Cette table ronde était l’une des huit tables rondes qui ont également exploré des sujets tels que la gouvernance, l’infrastructure, les personnes, la sécurité publique et le renforcement de la participation des Autochtones.
Points importants
Les participants à la table ronde ont cerné les points forts, les points à améliorer et les recommandations ci-après :
Voie stratégique 4 : Données
- Le Canada ne dispose pas d’un inventaire national des principaux ensembles de données géospatiales, ce qui limite la capacité d’intégrer les données géospatiales à d’autres données et de les utiliser pour prendre des décisions efficaces dans tous les secteurs.
- Des métadonnées incohérentes et des systèmes de données cloisonnés nuisent à la découvrabilité et à la réutilisation des données ainsi qu’à la collaboration entre administrations.

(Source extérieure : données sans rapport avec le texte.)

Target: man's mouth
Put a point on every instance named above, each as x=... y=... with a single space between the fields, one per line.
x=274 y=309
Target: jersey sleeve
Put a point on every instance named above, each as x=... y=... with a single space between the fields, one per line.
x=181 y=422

- Les données sur les mouvements de population, le logement et l’accès aux services présentent de lacunes qui ont une incidence sur les interventions d’urgence et la planification en matière d’équité, en particulier.
- Un catalogue de données unifié, des normes améliorées en matière de métadonnées et un accès libre à des ensembles de données faisant autorité et prêts à être analysés sont essentiels pour moderniser l’infrastructure de données spatiales du Canada.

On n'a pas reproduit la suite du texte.